Wiltshire Council has joined Recycle Now hoping residents will increase the items they recycle each fortnight. This includes Dee Dee the deodorant, Rey the plastic trigger spray, Yogi the yoghurt pot and the humble Hube - the toilet paper roll.
Life-sized characters have been produced to highlight the key message.
In the financial year 2023-2024, residents in the county recycled, reused or composted 43.7% of Wiltshire’s household waste. This is an almost 4% increase on the previous year.
Cabinet Member for Waste and Environment, Councillor Dominic Muns, said “To help us achieve our goal of recycling even more of Wiltshire’s waste, you can check our website to make sure you are recycling all of the items that can be recycled.
“We are delighted to be supporting the Recycle Week campaign as it highlights some of the common items placed in general waste which could have been recycled. This is a key element of our ongoing ‘Recycling: Let’s Sort It’ campaign. We will collect empty aerosols, yoghurt pots, toilet roll tubes, cleaning spray bottles and cans from your blue-lidded bin or bag. Glass bottles and jars should go in your black box.
He added: “I encourage residents to make the most of the wide variety of recycling services available in Wiltshire, to help us to ensure valuable materials can be recaptured, recycled and used again, reducing the need to extract oil to make plastic, and metal from the Earth.”
Senior Campaign Manager at Recycle Now, Craig Stephens, said: “We are delighted that Wiltshire Council is supporting Recycle Week.

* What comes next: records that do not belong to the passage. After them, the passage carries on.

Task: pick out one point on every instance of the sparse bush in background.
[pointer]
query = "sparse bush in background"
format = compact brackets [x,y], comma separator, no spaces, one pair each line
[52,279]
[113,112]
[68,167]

While a light-hearted campaign, recycling is essential to limit the impact of what we buy on the environment.
“Keeping these materials circulating means we can reduce emissions linked with our weekly shop. Most people are recycling, and the material we capture has a multitude of uses, so the next step is to ensure everyone captures everything they can. Every aerosol, every trigger spray bottle, every plastic pot, and toilet roll tube. Rescue – recycle!”
To double-check what can be recycled, go to www.recyclenow.com
The Sound of Music
A LOVE of singing drew 50 children to join in a music rehearsal at Salisbury Cathedral recently.
They met the current choristers and the Director of Music, David Halls, who led the rehearsal teaching the children the music that they would be singing for a special Evensong taking place that same evening.
A Christmas carol was also recorded ready to be sent to the parents as an e-card.
Salisbury Cathedral’s Music Officer, Hester Greatrix, would like to hear from parents with children who love to sing and who may wish to join the cathedral as a chorister.